Secure Transaction Protocol Analysis : Models and Applications

Secure Transaction Protocol Analysis : Models and Applications

المؤلف
سنة النشر
الناشر
اللغة
نوع الوثيقة
الموضوع الرئيسي
رمز الوثيقة

The present volume arose from the need for a comprehensive coverage of the state of the art in security protocol analysis. It aims to serve as an overall course-aid and to provide self-study material for researchers and students in formal methods theory and applications in e-commerce, data analysis and data mining.

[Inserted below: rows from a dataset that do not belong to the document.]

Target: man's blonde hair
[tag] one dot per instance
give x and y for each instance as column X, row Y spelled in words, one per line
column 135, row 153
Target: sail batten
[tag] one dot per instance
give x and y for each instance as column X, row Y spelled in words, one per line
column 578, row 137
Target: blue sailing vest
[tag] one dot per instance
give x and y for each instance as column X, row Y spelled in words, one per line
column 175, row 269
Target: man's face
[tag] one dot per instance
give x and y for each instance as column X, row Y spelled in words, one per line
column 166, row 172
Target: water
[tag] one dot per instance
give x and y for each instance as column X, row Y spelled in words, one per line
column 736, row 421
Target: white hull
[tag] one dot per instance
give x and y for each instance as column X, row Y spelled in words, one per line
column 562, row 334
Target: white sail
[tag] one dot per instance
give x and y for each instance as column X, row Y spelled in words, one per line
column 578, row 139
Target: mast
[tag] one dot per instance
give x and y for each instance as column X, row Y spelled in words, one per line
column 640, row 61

The volume will also be useful to anyone interested in secure e-commerce. The book is organized in eight chapters covering the main approaches and tools in formal methods for security protocol analysis. It starts with an introductory chapter presenting the fundamentals and background knowledge with respect to formal methods and security protocol analysis. Chapter 2 provides an overview of related work in this area, including basic concepts and terminology. Chapters 3 and 4 show a logical framework and a model checker for analyzing secure transaction protocols. Chapter 5 explains how to deal with uncertainty issues in secure messages, including inconsistent messages and conflicting beliefs in messages. Chapter 6 integrates data mining with security protocol analysis, and Chapter 7 develops a new technique for detecting collusion attack in security protocols. Chapter 8 gives a summary of the chapters and presents a brief discussion of some emerging issues in the field.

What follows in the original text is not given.